Track D ships two canonical datasets. They are synthetic but realistic, and are the same every time (seed=123).

  1. LedgerLab (Ch01) — a small “starter ledger”

  • purpose: introduce the accounting equation, debits/credits, and how a general ledger becomes an analysis-ready table

  • location: data/synthetic/ledgerlab_ch01/

  • key files:

    • chart_of_accounts.csv

    • gl_journal.csv

    • monthly outputs like trial_balance_monthly.csv and statements_*_monthly.csv

  1. NSO v1 running case — a richer business dataset

  • purpose: practice the real analyst workflow: reconcile, validate, reshape, summarize, model, and forecast

  • location: data/synthetic/nso_v1/

  • key files include event logs (AR/AP/payroll/inventory), a bank statement feed, a generated general ledger, and monthly statements and trial balances

Before you run deeper chapters, skim:

  • Track D Dataset Map — what each table is, how tables relate, and why some rows look “weird” on purpose

If you want to see the full data dictionary for NSO v1:

Resetting (or regenerating) the datasets

Datasets are installed automatically during workbook init.
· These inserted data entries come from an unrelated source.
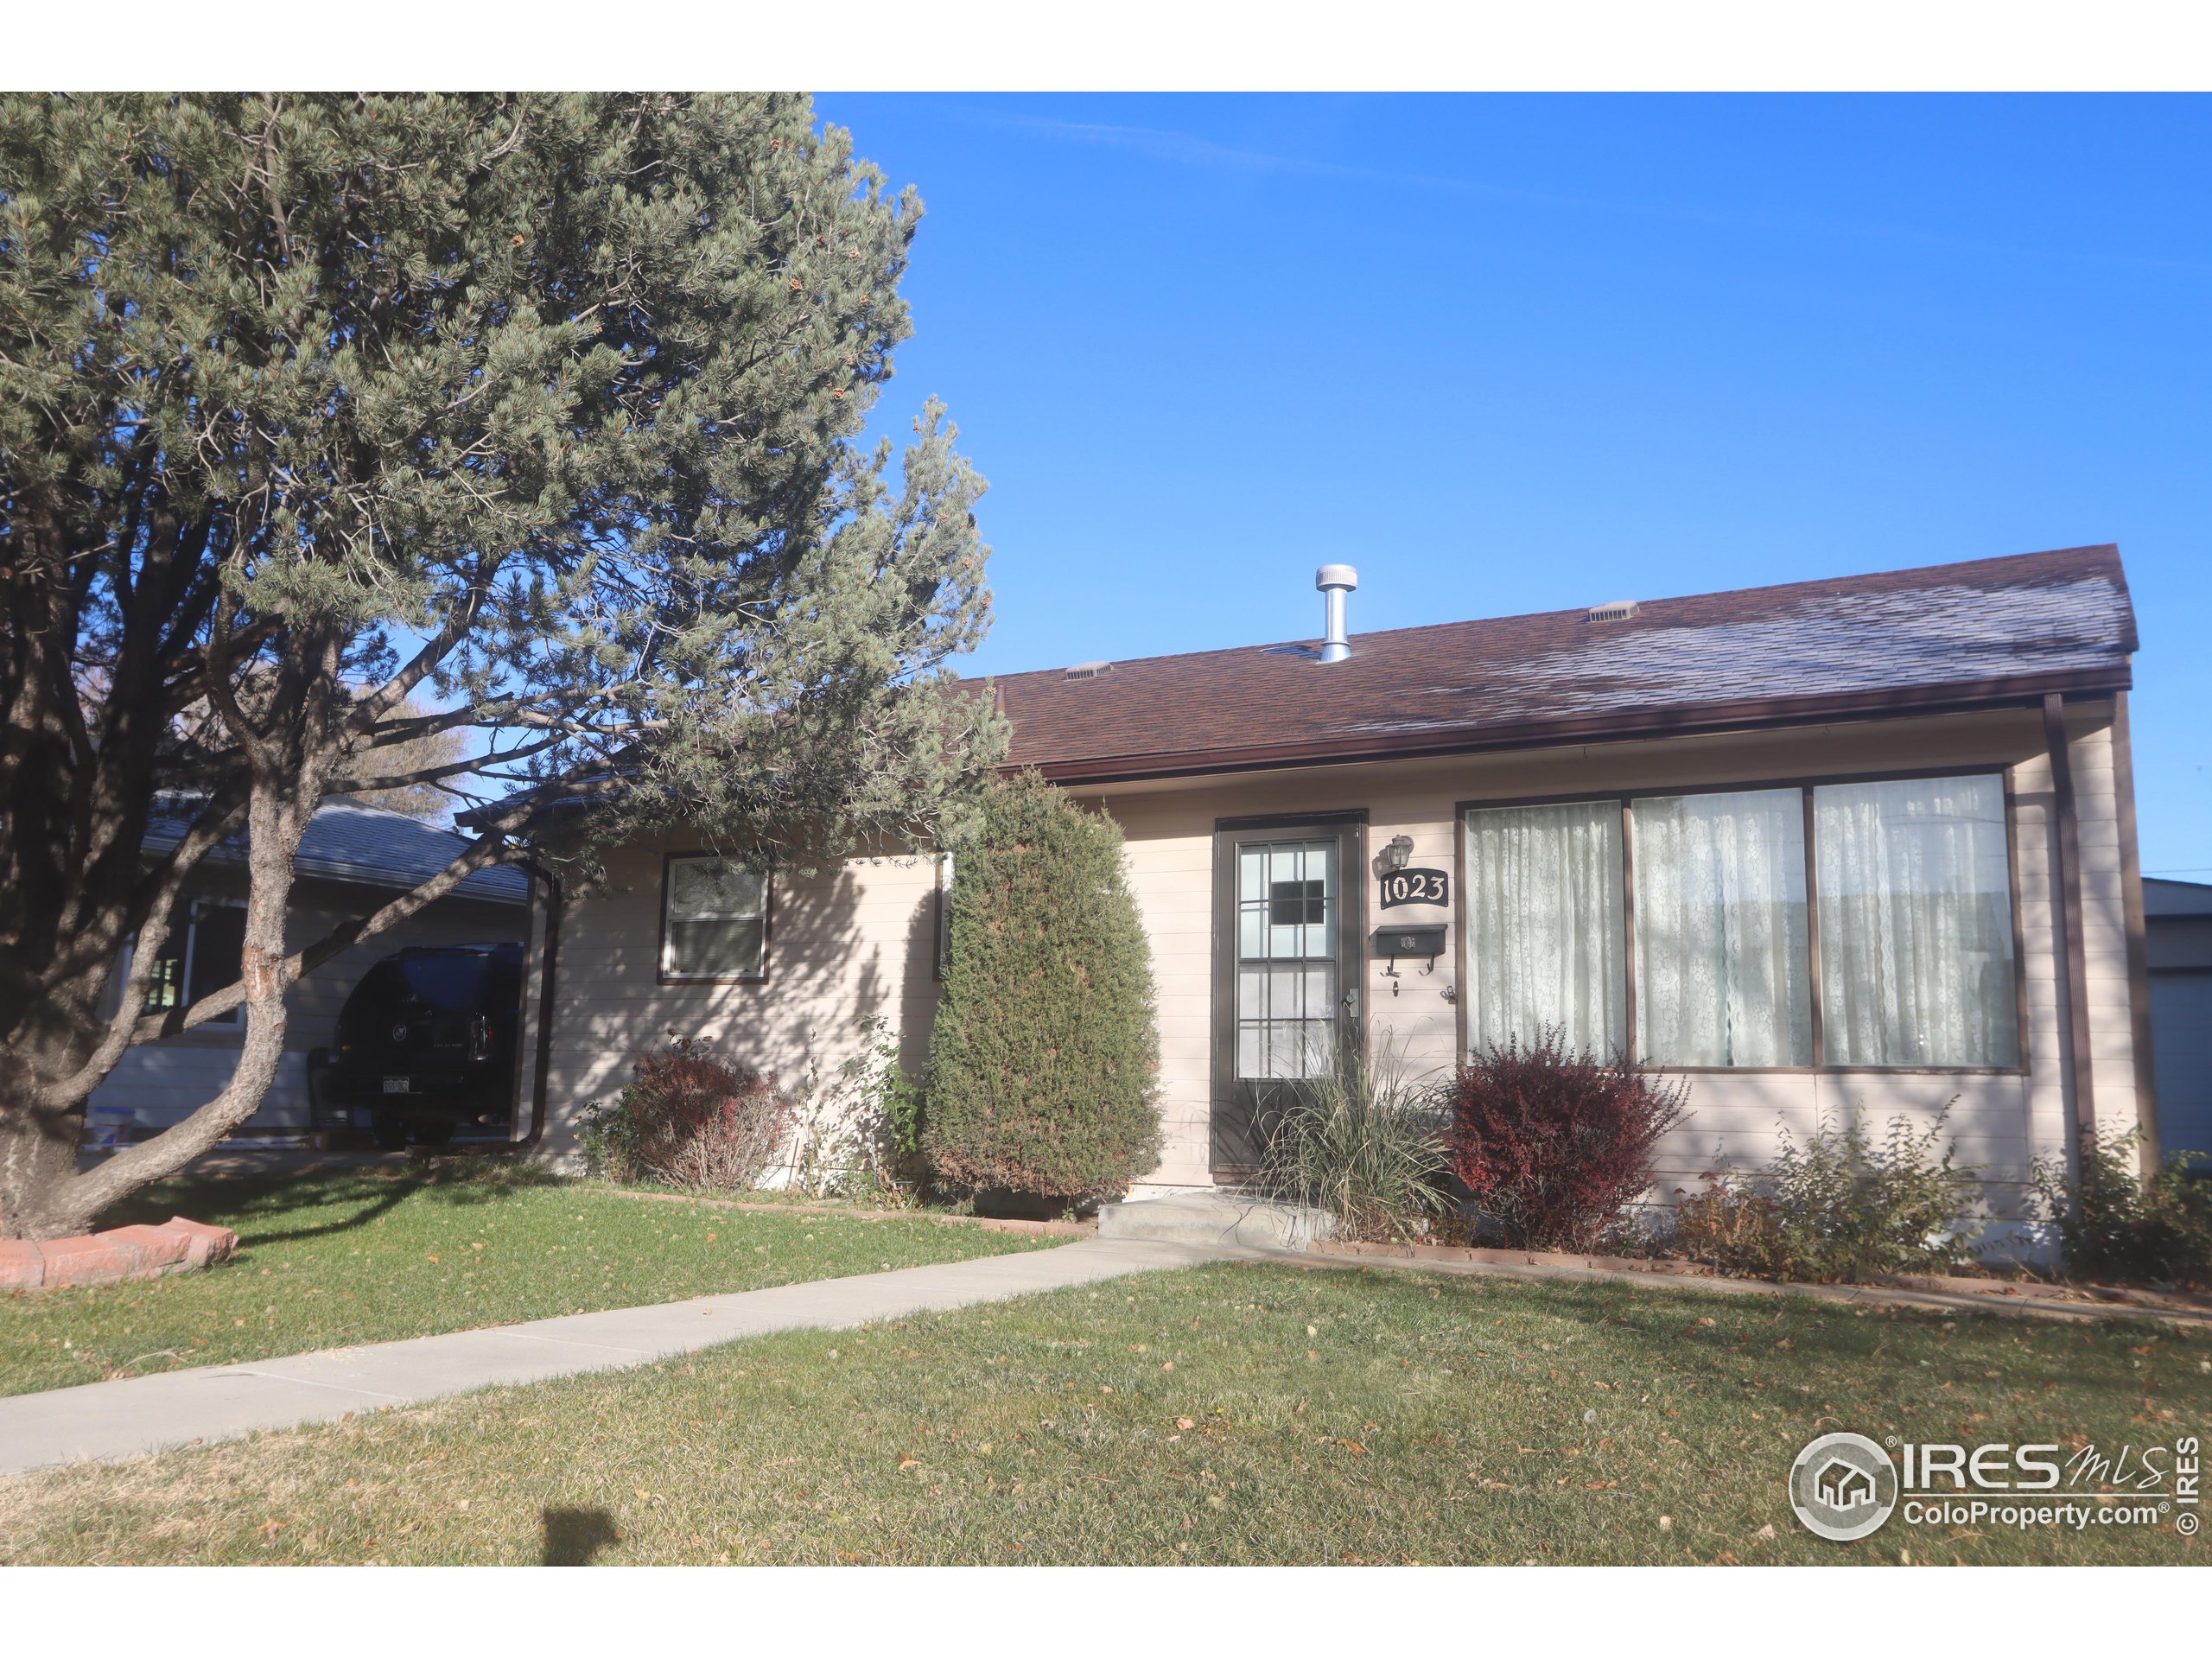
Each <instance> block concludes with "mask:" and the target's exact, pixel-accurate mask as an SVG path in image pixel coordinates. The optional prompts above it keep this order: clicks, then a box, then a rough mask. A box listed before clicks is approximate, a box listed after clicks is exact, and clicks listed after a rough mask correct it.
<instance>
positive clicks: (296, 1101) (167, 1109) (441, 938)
mask: <svg viewBox="0 0 2212 1659" xmlns="http://www.w3.org/2000/svg"><path fill="white" fill-rule="evenodd" d="M192 896H199V898H239V900H243V896H246V878H243V876H232V874H228V872H219V874H215V876H210V878H208V880H204V883H201V885H197V887H195V894H192ZM389 898H392V894H387V891H383V889H374V887H349V885H343V883H330V880H301V883H299V885H296V889H294V900H292V914H290V920H288V925H285V938H288V942H290V947H292V949H301V947H303V945H312V942H314V940H319V938H323V933H327V931H330V929H332V927H334V925H336V922H343V920H349V918H354V916H363V914H365V911H369V909H374V907H376V905H380V902H385V900H389ZM526 916H529V911H524V907H522V905H491V902H482V900H476V898H440V900H438V902H436V905H429V907H425V909H422V911H420V914H418V916H414V918H409V920H407V922H400V925H398V927H394V929H389V931H385V933H378V936H376V938H372V940H365V942H361V945H356V947H354V949H349V951H341V953H338V956H334V958H332V960H330V962H325V964H323V967H319V969H316V971H314V973H307V975H305V978H301V982H299V984H294V987H292V991H290V993H288V995H285V1011H288V1018H285V1037H283V1060H279V1062H276V1079H274V1082H272V1084H270V1093H268V1095H265V1097H263V1102H261V1110H257V1113H254V1115H252V1119H248V1124H246V1128H248V1130H299V1128H305V1126H307V1121H310V1119H307V1051H310V1048H323V1046H327V1044H330V1042H332V1033H334V1031H336V1024H338V1009H343V1006H345V998H347V995H349V993H352V989H354V984H356V982H358V980H361V975H363V973H367V971H369V967H372V964H374V962H376V960H378V958H383V956H389V953H392V951H398V949H405V947H409V945H493V942H500V940H520V938H522V931H524V925H526ZM241 1042H243V1031H241V1029H239V1026H221V1024H212V1022H210V1024H204V1026H195V1029H192V1031H184V1033H179V1035H175V1037H168V1040H166V1042H146V1044H137V1046H133V1048H128V1051H124V1057H122V1062H119V1064H117V1066H115V1071H113V1073H108V1079H106V1082H104V1084H100V1088H97V1091H95V1093H93V1099H91V1104H93V1106H126V1108H128V1110H131V1126H133V1128H166V1126H170V1124H177V1121H181V1119H184V1117H188V1115H190V1113H195V1110H197V1108H201V1106H206V1104H208V1102H210V1099H215V1095H219V1093H221V1091H223V1086H226V1084H228V1082H230V1073H232V1071H237V1066H239V1044H241Z"/></svg>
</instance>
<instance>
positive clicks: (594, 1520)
mask: <svg viewBox="0 0 2212 1659" xmlns="http://www.w3.org/2000/svg"><path fill="white" fill-rule="evenodd" d="M544 1528H546V1546H544V1553H542V1555H540V1557H538V1564H540V1566H591V1559H593V1557H595V1555H597V1553H599V1551H604V1548H608V1546H611V1544H619V1542H622V1528H617V1526H615V1517H613V1515H608V1513H606V1511H604V1509H546V1511H544Z"/></svg>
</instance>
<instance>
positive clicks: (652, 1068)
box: [582, 1031, 794, 1192]
mask: <svg viewBox="0 0 2212 1659" xmlns="http://www.w3.org/2000/svg"><path fill="white" fill-rule="evenodd" d="M792 1124H794V1104H792V1099H790V1095H785V1093H783V1091H781V1088H776V1079H774V1075H765V1077H763V1075H761V1073H757V1071H754V1068H752V1066H745V1064H734V1062H728V1060H717V1057H714V1055H712V1053H710V1044H708V1040H706V1037H679V1035H675V1033H672V1031H670V1033H668V1048H666V1051H664V1053H657V1055H646V1057H644V1060H639V1062H637V1064H635V1066H633V1068H630V1084H628V1086H626V1088H624V1091H622V1095H617V1097H615V1099H613V1102H608V1104H604V1106H593V1108H591V1110H588V1113H586V1119H584V1135H582V1139H584V1161H586V1168H588V1170H591V1172H593V1175H597V1177H602V1179H608V1181H659V1183H666V1186H681V1188H708V1190H717V1192H750V1190H752V1188H757V1186H759V1183H761V1177H763V1175H768V1168H770V1164H772V1161H774V1157H776V1150H779V1148H781V1146H783V1141H785V1137H787V1135H790V1130H792Z"/></svg>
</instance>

If you edit anything under data/synthetic/ and want to return to the canonical seed=123 version:

pystatsv1 workbook run d00_setup_data --force

This restores the canonical dataset files and re-runs a few lightweight checks.

Where your results go

By default, Track D scripts write artifacts to:

  • outputs/track_d/ — tables, memos, and small machine-readable summaries

  • outputs/track_d/figures/ — charts created by chapters that plot results

For a practical walkthrough of the most common output files (CSV/JSON/PNG) and how to use them in a write-up, see Track D Outputs Guide. To apply the same workflow to your own exports, see Track D: Apply what you learned to your data.

A typical chapter produces:

  • one or more .csv artifacts (tables you can open in Excel)

  • a short .md memo describing what the script did and what to look for

  • a “manifest” CSV listing outputs (useful for grading or reproducible reports)

How Track D helps you become a better accounting-data analyst

Track D is not “statistics in isolation.” The goal is to practice the full loop:

  • Measurement + integrity: understand what the numbers mean and what can go wrong

  • Quality control: detect issues early (duplicates, broken keys, imbalances)

  • Summarization: build monthly statements and diagnostic KPIs from transactions

  • Explanation: connect changes in performance to drivers (mix, price, volume)

  • Forecasting: build baselines, add drivers, run scenarios, and communicate uncertainty

Most chapters are designed to leave you with a concrete artifact you can show:

  • an analysis table (CSV)

  • a chart

  • a short memo with the “story” and the assumptions

Suggested workflow by week

A simple way to work through Track D:

  • Start each week with d00_peek_data to remind yourself what tables exist.

  • Run the chapter wrapper (dNN).

  • Open outputs/track_d/ and read the newest memo first.

  • Use the artifacts for your write-up.

To connect the workbook runs to the textbook pages, use the Track D chapter docs as your “book”:

Troubleshooting

  • If a chapter fails, try running pystatsv1 workbook check business_smoke to confirm your environment is healthy.

  • If you modified data and things look “weird,” reset with pystatsv1 workbook run d00_setup_data --force.

  • For general workbook workflow tips, see Workflow: Run → Inspect → Check.